The company, which has 20 managed and more than 340 leased pubs across Scotland, said it will spend around £850,000 during the current financial year improving its offering north of the border.
Elaine Kennedy, operations manager at Punch, said: "We have been working on a lot of investment in the first half of the financial year.
"We will have spent around £850,000 in Scotland by the close of the year."
Underlying profits at Punch fell 8.4 per cent to £206 million in the six months to March 5 with overall revenue slipping from £676.6 million to £655.4 million.
However there has been an improvement in recent trading.
Kennedy added: "The Scottish estate is broadly in line with the rest of the UK results wise.
"All retail businesses were affected by the bad weather in December last year. A lot of our partners saw Christmas bookings being cancelled as people simply couldn't get out.
"However they have fought back strongly. We have a number of initiatives in place to help them like our recent spring fayre when 70 pubs came to Edinburgh to look at promotional activity and events they could organise such as beer festivals and national quiz and darts competitions.
"Consumer spending patterns seem to be settling down. People do enjoy going to their local pub and that's an experience you can't match in your own home."
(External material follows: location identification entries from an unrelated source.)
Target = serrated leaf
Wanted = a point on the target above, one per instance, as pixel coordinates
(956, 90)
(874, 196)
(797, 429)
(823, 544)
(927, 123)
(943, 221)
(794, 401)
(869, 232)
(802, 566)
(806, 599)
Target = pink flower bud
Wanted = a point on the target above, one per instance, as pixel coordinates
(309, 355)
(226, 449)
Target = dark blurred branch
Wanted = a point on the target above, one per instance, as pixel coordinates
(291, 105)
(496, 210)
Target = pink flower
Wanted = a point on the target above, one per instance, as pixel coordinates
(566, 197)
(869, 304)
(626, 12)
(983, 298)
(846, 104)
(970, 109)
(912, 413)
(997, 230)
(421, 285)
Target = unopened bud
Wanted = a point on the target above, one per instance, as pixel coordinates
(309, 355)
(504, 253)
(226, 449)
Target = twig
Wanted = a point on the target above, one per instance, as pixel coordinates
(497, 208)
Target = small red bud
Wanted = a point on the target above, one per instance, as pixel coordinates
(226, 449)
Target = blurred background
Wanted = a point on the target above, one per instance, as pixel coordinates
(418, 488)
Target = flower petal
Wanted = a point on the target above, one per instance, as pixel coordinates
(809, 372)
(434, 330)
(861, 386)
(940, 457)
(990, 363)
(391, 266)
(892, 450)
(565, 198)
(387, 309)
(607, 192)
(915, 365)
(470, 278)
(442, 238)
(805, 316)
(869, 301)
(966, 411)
Last month Punch announced plans to demerge its Spirit managed pubs division.
In the trading update issued to the stockmarket it confirmed chief executive Ian Dyson will head up the new venture while Roger Whiteside, currently managing director of the leased division, will become chief executive of Punch.
The restructuring plan devised by former Marks and Spencer executive Dyson will see more than 2,500 pubs closed.
The demerger of the 950-strong managed Spirit pubs will leave Punch with an estate of around 5,200 leased and tenanted pubs where landlords rent the pub and get their supplies from Punch.
It has identified some 3,000 of these as core pubs and the rest will be closed at the rate of about 500 a year. Another 450 pubs are to be offloaded from the Spirit business.
The half year figures revealed the 3,000 core pubs that will be kept as part of the Punch business saw net income decline by 5.3 per cent whereas the pubs being offloaded over the next three to five years suffered an 11 per cent decline.
The Spirit division saw underlying profits increase by five per cent to £67 million.
The group disposed of 190 under-performing pubs over the six months in deals worth £62 million.